Flow Regimes of TMS Wells
Figure 3 shows the log-log diagnostic plot of the seven TMS wells. Well 1 has a horizontal length of 9102 ft and an effective lateral length of 8442 ft with 29 stages, and each stage has four clusters. We drew a tangent line of MBT curve and found that the production data at the end of material balance time lies on the tangent line LMBT with a slope of −0.779. As kMBT is less than −1, the tangent line, LMBT, was moved onto the PT curve, and it showed tangency to this curve. If we draw a tangent line LPT using production data vs. real production time. The slope kPT is found to be −1.085, indicating a typical behavior of boundary-dominated flow over 16 months of production.
Well 2 was drilled and completed with an effective lateral length of 6757 ft and a 22 stage hydraulic fracturing operation. We can see from Figure 3b that the slopes of MBT curve (kMBT) and PT curve (kPT) are −0.688 and −1.002, respectively, indicating that well 2 should be in the boundary-dominated flow regime with an estimated switching time of 9.5 months.

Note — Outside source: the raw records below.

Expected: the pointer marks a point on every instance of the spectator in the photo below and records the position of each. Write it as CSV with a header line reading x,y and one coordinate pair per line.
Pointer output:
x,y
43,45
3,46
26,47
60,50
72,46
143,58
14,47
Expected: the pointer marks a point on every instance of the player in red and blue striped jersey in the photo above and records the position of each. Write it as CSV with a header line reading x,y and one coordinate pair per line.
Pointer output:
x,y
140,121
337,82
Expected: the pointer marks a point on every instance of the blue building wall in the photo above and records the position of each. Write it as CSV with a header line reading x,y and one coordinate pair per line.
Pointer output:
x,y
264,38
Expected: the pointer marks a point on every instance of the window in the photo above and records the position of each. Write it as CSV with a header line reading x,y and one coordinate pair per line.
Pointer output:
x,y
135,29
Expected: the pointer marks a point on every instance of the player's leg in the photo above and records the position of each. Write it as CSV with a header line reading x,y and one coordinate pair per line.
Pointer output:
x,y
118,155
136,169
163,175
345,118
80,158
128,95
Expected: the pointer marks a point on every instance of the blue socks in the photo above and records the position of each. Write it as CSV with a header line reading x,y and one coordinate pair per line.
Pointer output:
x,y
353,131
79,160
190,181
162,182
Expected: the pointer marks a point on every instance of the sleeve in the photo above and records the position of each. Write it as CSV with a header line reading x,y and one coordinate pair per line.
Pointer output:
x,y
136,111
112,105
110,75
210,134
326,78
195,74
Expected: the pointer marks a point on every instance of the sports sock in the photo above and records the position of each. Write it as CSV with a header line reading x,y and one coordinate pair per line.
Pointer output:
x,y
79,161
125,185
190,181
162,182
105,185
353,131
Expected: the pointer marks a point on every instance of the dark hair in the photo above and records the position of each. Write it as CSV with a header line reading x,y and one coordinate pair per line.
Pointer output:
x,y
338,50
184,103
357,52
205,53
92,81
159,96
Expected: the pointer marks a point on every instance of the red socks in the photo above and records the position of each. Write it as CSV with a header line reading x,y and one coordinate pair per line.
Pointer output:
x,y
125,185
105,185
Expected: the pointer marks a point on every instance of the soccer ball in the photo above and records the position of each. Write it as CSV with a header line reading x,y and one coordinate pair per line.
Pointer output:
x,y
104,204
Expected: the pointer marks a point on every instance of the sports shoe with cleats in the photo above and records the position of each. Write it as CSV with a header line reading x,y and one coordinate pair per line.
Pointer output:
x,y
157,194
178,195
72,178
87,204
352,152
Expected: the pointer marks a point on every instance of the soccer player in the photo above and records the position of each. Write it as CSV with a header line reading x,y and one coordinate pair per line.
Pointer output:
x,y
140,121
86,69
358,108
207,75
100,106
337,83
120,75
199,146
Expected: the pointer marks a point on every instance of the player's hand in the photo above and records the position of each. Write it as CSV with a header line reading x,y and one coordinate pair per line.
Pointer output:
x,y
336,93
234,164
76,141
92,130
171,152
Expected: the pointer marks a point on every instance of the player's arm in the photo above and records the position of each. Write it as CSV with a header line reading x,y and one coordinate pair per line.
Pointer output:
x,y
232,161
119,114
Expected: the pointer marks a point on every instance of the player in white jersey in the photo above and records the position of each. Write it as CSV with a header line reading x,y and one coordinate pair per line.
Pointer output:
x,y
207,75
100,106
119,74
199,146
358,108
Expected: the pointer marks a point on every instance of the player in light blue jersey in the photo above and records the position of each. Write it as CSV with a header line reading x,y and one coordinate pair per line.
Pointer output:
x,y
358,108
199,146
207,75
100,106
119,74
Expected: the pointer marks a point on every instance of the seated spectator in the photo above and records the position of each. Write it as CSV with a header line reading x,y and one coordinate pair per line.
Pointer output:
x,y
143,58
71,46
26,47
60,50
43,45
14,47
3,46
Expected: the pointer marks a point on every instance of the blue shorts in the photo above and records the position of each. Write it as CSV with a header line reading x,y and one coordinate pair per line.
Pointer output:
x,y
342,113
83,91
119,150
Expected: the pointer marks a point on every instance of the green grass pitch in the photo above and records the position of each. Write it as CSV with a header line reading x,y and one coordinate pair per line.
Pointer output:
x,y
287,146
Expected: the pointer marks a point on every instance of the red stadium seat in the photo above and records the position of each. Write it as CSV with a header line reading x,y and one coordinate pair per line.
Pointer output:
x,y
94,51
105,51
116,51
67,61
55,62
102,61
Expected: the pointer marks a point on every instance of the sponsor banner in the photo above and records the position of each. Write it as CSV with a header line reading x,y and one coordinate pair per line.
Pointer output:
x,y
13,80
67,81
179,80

Well 3 was drilled and completed with a 4,508 ft lateral and a ten stage hydraulic fracturing operation. From this plot, we can see that kMBT and kPT are −0.845 and −1.295, respectively. Therefore, we have confidence that well 3 switched from the transient flow to the boundary-dominated flow over 27 months of production. Figure 3c also shows that well 3 experienced a long-term transient flow for over two years.
Well 4 has a true vertical depth of 11,489 ft and an effective lateral length of 6451 ft with 26 stages. We can see from Figure 3d that well 4 has reached the boundary-dominated flow regime as the slope kPT is less than −1. The estimated switching time from the transient flow to the boundary-dominated flow is 12 months.
Figure 3. Log-log diagnostic plot of TMS wells. (a) well 1. (b) well 2. (c) well 3. (d) well 4. (e) well 5. (f) well 6. (g) well 7.
Well 5 has a true vertical depth of 12,245 ft and an effective lateral length of 5601 with 24 stages. It can be seen from Figure 3e that the diagnostic plot that the slope kMBT and kPT are −0.733 and −1.123, indicating a boundary-dominated flow regime.
Well 6 has a true vertical depth of 12,016 ft and an effective lateral length of 6,681 ft with 25 stages. From the diagnostic plot Figure 3f, we can see that kMBT and kPT are −0.787 and −1.173, indicating it reached the boundary-dominated flow regime in over 13 months of production.
The true vertical depth and effective lateral length of well 7 are 11,841 and 5681 ft, respectively. Slope kMBT and kPT are found to be −0.714 and −0.988, respectively. As kPT is approximately close to −1, well 7 should be in the boundary-dominated flow regime in over 13 months from its first production month.